As the Informer noted in January, after McClatchyDC’s bombshell report revealing details of the FBI investigation, the story has an Iowa connection thanks to Pete Brownell, who runs the Montezuma firearms parts manufacturer Brownells Inc. and until recently was president of the NRA. The news agency noted* that Brownell was a member of an NRA delegation to Russia in December 2015 that met with Russian oligarch, central banker, and Putin ally Alexander Torshin, whom the FBI suspects may have funneled illegal funds to the NRA to help Donald Trump win the election.
After this week’s news broke, an image from that meeting (posted above) began circulating on social media along with others of Butina posing with prominent US conservatives. Pictured at a Moscow hunting club with Torshin — the event’s host, who helped found Right to Bear Arms — and Butina are several major gun-rights figures, including NRA donor Arnold Goldschlager, former sheriff David Clarke, former NRA President David Keene, and Brownell.
Brownell himself has not been publicly implicated in any crimes related to the FBI’s investigation. He did not serve as NRA president during the 2016 election — he was elected in May 2017 and replaced this year by disgraced Reagan administration official Oliver North. Nonetheless, his association with Right to Bear Arms is just one of several stories of recent political intrigue involving the Trump administration and prominent Iowans.
The charges Butina faces are separate from the 12 indictments against Russian nationals announced last week by the Justice Department as part of Robert Mueller’s grand jury investigation into evidence of collusion between Russia and the Trump campaign.
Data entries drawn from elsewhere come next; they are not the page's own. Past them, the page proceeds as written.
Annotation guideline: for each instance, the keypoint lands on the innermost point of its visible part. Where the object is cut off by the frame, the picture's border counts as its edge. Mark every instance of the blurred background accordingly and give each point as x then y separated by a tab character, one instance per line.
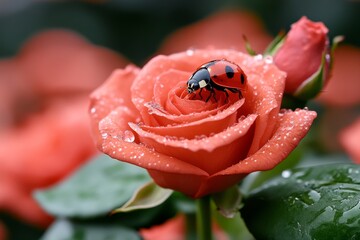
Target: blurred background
54	53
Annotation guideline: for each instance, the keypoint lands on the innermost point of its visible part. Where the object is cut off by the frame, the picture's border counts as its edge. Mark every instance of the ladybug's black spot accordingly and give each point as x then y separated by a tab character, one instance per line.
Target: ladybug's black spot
242	78
229	71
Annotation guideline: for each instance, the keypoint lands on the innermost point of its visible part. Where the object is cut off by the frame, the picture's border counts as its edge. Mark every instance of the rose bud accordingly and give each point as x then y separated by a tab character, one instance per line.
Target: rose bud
304	54
190	144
Butina, who moved to the US on a student visa in 2016 and enrolled as a graduate student at American University in Washington DC, is not specifically charged with election meddling but rather for allegedly conspiring to act as a Russian agent. However, in the spring of 2016, she reportedly attempted to arrange a meeting between Trump and Putin. She also has close ties to Torshin, who made an active effort to use his lifetime NRA membership as political leverage to build connections with the Trump campaign. In April, Torshin was sanctioned by the US Treasury Department, which identified him as one of “those who benefit from the Putin regime and play a key role in advancing Russia’s malign activities.”
* Correction: This article initially said that Brownell was named in a summary of a confidential memo. In fact, he was named separately by the reporter who obtained the summary, which was of an internal report by Spanish authorities investigating Torshin for alleged money laundering.